A discussão vai longe, mas começa de uma pergunta simples: o que é jazz então? Na programação do Montreaux Jazz Festival, há respostas fáceis - Black Eyed Peas (descrito na página como "um concerto que promete decibéis de pura energia") diz respeito muito mais a uma banda de pop, rock, soul, funk do que exatamente jazz, certo? E o que dizer de Prince? Babyface? Seal? Todos excelentes artistas, mas que trazem pouquíssimos elementos em suas músicas que possam ser relacionados ao jazz. Seja por razões comerciais, seja porque as inúmeras misturas entre jazz, rock e funk realmente dificultaram a definição do que seja o jazz, esses artistas estavam tocando em um festival de jazz. *

O senhor espanhol reclamava de algo ainda mais inusitado: que a música era por demais contemporânea, e não jazz. Isso me lembra um certo esperneio fascista de uma das mais tradicionais correntes do pensamento musical norte-americano, liderada por críticos como Stanley Crouch . Para ele, está excluída da definição de jazz tudo o que aconteceu depois de 1969. Vanguarda? Isso é barbárie. Tradição sim, é civilização, e tudo fora disso é uma eterna luta entre bárbaros - os músicos de rock, rap, funk, e os abobalhados vanguardistas - e guardiães do templo da música - os neoconservadores do jazz.

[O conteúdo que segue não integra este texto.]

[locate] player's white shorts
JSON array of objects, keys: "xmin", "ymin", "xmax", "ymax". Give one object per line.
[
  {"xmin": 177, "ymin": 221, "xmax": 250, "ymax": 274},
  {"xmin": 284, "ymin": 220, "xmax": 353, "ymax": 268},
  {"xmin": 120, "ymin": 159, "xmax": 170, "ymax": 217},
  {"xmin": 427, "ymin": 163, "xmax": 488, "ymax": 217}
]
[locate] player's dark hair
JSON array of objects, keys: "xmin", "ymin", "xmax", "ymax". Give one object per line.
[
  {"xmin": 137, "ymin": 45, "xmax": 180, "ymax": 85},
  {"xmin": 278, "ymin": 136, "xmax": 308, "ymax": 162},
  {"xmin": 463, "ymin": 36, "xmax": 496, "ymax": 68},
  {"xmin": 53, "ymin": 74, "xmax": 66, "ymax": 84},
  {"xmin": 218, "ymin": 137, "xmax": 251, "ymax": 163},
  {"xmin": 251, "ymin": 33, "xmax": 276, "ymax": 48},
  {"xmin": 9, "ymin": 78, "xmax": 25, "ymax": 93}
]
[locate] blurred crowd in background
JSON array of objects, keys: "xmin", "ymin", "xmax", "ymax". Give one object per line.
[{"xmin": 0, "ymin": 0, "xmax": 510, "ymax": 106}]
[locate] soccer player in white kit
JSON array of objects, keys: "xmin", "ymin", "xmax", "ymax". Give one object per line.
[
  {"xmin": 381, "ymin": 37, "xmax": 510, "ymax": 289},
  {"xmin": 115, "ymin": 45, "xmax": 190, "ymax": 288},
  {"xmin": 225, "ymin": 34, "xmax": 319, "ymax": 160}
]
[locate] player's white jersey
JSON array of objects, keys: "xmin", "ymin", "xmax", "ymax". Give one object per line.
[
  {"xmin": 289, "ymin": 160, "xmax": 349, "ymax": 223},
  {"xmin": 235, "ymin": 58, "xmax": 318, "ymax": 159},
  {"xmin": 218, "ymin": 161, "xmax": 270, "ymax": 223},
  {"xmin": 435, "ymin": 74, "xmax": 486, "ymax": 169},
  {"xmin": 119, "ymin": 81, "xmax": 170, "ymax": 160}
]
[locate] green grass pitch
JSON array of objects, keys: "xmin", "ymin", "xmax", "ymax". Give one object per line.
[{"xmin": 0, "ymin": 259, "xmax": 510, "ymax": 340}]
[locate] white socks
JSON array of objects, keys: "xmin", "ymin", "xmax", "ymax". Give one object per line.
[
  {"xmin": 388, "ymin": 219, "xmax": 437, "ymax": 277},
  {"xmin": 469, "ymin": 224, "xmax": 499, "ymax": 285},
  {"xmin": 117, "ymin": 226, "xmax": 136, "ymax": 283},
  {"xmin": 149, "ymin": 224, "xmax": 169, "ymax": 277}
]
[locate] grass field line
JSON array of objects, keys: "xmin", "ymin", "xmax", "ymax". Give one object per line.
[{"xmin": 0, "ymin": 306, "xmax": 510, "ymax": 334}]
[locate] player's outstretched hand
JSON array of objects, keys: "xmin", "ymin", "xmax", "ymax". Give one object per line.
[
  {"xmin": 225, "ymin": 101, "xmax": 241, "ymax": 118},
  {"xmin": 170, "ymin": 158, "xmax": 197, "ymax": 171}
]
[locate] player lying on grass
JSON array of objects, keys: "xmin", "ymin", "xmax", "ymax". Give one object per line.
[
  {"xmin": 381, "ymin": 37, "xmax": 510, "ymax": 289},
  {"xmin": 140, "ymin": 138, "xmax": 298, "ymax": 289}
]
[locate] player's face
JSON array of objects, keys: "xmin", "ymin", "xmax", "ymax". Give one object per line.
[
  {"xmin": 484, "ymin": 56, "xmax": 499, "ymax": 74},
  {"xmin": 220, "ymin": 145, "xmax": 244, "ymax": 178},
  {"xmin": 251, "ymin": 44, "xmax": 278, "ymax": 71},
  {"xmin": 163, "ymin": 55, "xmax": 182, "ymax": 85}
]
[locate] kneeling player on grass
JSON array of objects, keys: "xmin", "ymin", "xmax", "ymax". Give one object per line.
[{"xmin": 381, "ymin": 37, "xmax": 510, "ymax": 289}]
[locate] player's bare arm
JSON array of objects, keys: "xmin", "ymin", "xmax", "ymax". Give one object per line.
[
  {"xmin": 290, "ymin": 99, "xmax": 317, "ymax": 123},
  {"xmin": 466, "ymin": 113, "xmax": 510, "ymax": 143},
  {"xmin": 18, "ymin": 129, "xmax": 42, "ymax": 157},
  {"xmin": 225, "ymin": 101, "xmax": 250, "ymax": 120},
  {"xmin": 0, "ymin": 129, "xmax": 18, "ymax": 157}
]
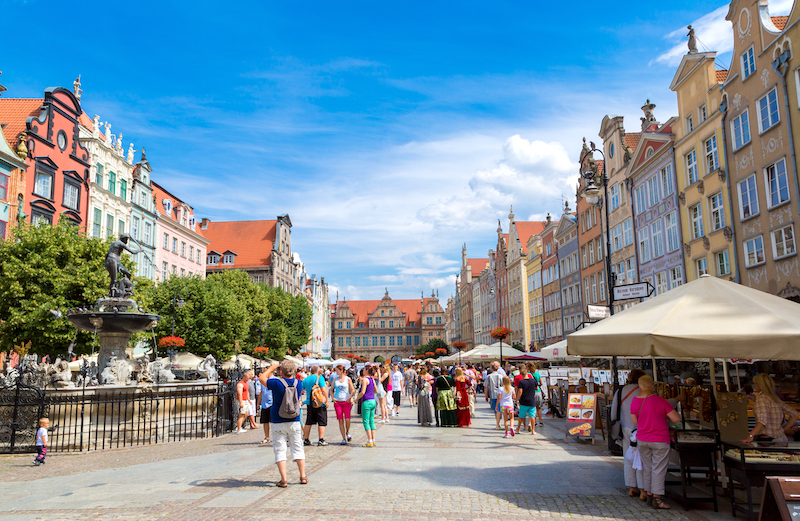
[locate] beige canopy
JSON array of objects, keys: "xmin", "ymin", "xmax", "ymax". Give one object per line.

Stanley Crouch diz que rock, rap e vanguarda não passam de expressões artísticas típicas de adolescente, que não lidam com emoções, apenas as vomitam, mal-digeridas, nas pessoas em volta. Jazz e música clássica sim, têm a ver com expressões maduras, adultas, que envolvem alguma sofisticação de linguagem, refinamento de repertório, códigos elaborados e expressividades subjetivas. Tudo isso soa lógico, tem fundamento. Portanto - no pensamento crouchiano - são mundos distintos, intocáveis, incompatíveis entre si. Fusão nem pensar.

Crouch parte de uma premissa verdadeira, mas chega a uma conclusão falsa. Bobagem de adulto quadrado. Assim como os mais sofisticados adultos têm seus "cinco minutos" de bobeira - tomando porres, contando piadas idiotas, usando fraldas e perucas em bailes de carnaval -, também os adolescentes às vezes se metem em encrencas de adultos quando decidem participar de atividades e manifestações políticas, intervenções culturais, entre outras.

Música - em especial, o jazz - tem a mesma capacidade de se desvencilhar de vez em quando de amarras culturais, ideológicas, históricas, religiosas, moralistas e etc para "enfiar-o-pé-na-jaca" da brincadeira juvenil, misturando-se com rocks, ritmos latinos festivos, funks, batidas eletrônicas. E o flerte com a vanguarda também é saudável - o jazz se torna mais introvertido, denso, posudo, até mesmo hermético - mas isso é parte da adolescência, vivenciando sentimentos adultos até pelo "excesso de intelectualismo".

Stanley Crouch não entendeu isso. O senhor espanhol que chamou a polícia também não. "Prendam o jazz! Já não se toca mais como antigamente...", gritavam os guardiães da boa música, enquanto os vanguardistas e adolescentes se divertiam ouvindo toda a balbúrdia, tão contemporânea e espontânea como um happening de John Cage.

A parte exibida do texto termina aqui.